Djangsang bleek niet zo moeilijk. Dat zijn de noten van de Ricinodendron heudelotii, een grote boom die over heel Afrika voorkomt. Die noten bevatten veel olie, en daar wordt nogal wat onderzoek naar verricht.

Maar wat zat er nu in mijn poeder? Had ik alles wat ik nodig had van kruiden, of moest ik nog ergens djangsang zien te vinden? Ik werd in contact gebracht met mevrouw Denise, een Kameroense die een winkeltje runt tegenover het station van Vilvoorde. Ze liet mij alle kruiden zien die ik nodig had. Neen, de djang­sang zat er inderdaad nog niet in, zei ze me, en ik moest ook niet zoveel noten gebruiken als vermeld in het recept, een stuk of vijf was meer dan genoeg. De bongo tjobi moest ik klaarmaken met katvis, mâchoiron. Verse Afrikaanse katvis is hier niet makkelijk te krijgen, maar panga vindt men tegenwoordig overal. Dat is ook katvis, maar die komt uit Vietnam. Om echt Afrikaans te koken, moet je wel katvis kopen met vel en kop en al. Want het vet en de smaak zitten net onder het vel en rond de graten.
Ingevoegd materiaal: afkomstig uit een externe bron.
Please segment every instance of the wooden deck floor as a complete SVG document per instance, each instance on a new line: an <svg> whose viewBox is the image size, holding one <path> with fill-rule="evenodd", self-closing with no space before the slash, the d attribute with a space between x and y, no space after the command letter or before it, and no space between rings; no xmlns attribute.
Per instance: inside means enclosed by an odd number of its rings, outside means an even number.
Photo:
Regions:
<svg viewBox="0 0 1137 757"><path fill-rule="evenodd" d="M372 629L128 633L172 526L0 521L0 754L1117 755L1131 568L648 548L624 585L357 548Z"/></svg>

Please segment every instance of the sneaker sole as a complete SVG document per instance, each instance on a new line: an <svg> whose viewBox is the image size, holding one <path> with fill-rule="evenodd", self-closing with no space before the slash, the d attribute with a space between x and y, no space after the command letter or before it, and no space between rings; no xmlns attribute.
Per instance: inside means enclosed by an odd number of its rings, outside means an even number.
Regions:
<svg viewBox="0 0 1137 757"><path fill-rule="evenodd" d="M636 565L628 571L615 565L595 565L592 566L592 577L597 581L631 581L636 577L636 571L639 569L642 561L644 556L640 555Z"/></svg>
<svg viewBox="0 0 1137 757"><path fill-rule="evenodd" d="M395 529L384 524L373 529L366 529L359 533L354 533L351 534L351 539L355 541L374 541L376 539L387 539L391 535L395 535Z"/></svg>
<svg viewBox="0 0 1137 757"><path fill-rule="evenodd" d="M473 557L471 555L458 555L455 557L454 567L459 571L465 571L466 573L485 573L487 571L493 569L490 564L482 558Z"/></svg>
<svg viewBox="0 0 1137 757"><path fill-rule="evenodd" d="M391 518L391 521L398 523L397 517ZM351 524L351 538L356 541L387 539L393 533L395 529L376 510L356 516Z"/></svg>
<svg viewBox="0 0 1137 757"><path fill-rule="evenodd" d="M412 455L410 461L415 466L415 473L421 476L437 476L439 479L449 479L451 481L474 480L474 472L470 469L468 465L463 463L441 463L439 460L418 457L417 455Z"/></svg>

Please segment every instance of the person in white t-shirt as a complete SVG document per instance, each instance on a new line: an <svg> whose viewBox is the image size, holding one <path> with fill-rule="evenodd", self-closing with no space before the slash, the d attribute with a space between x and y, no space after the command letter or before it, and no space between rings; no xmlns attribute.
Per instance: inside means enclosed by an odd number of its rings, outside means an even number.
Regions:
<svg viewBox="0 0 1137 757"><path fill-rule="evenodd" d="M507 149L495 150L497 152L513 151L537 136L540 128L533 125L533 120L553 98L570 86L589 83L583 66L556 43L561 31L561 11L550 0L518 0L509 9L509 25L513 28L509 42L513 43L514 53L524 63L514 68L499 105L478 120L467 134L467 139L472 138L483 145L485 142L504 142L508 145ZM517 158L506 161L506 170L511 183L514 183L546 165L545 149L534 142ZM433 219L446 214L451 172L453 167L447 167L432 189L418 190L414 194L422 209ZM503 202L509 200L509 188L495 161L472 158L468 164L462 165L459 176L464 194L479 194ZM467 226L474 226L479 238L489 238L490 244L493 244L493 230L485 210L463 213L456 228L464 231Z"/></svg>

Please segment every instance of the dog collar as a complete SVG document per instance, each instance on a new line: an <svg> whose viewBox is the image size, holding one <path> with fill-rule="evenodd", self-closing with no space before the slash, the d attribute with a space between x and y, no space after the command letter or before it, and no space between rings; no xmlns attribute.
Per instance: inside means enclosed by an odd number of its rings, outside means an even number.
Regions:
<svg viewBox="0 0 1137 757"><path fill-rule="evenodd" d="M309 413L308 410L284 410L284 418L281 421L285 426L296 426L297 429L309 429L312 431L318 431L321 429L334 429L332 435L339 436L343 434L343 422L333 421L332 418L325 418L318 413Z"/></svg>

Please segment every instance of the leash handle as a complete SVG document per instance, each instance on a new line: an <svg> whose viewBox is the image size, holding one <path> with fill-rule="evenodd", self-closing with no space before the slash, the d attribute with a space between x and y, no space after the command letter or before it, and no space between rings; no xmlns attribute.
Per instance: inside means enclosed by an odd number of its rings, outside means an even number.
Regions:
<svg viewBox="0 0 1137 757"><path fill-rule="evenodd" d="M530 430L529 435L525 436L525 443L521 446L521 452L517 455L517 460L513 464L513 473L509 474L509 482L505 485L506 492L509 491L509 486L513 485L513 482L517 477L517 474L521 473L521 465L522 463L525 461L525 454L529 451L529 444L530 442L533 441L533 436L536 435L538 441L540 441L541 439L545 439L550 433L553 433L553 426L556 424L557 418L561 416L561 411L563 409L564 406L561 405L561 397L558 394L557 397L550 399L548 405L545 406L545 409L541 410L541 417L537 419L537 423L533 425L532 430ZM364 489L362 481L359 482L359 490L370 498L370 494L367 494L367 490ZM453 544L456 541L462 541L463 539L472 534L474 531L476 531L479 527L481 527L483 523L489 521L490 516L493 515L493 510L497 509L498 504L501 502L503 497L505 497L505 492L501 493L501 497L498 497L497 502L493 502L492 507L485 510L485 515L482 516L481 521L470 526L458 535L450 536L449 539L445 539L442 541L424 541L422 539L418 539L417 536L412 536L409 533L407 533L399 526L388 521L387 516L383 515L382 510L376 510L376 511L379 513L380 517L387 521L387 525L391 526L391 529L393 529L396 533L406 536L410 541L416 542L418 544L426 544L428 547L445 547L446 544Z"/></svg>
Thuis stampte ik dus vijf djangsang-noten tot poeder. Ze smaakten wat tranig, met een peperige nasmaak. Ik liet de vis wat kleuren in de olie. In een andere pan hakte ik een ajuin fijn en liet die glazig zweten in een lepel olie. Drie tomaten gepeld, en die laten smelten bij de ajuin. Dan de djangsang en een derde van het pakje kruiden erbij. Geen snuifje, met andere woorden, maar hele soeplepels. Binnen de seconde is de saus pikzwart en ruikt ze aards, diep, vol. Geen overdreven scherpe smaak, een ware ontdekking die ik met geen ander parfum kan vergelijken. Daar dan de moten katvis bij en die zo’n tien minuten laten garen in de saus. Heerlijk. Bongo tjobi kan ook bij vlees of kip. Het zal uw gasten zeker verrassen en het is geen moeilijke smaak, iedereen lust het. Opdienen met witte rijst, gekookte maniok of chikwanga, in bladeren verpakte maniokpulp. In Kameroen noemen ze die bobolo. Smakelijk.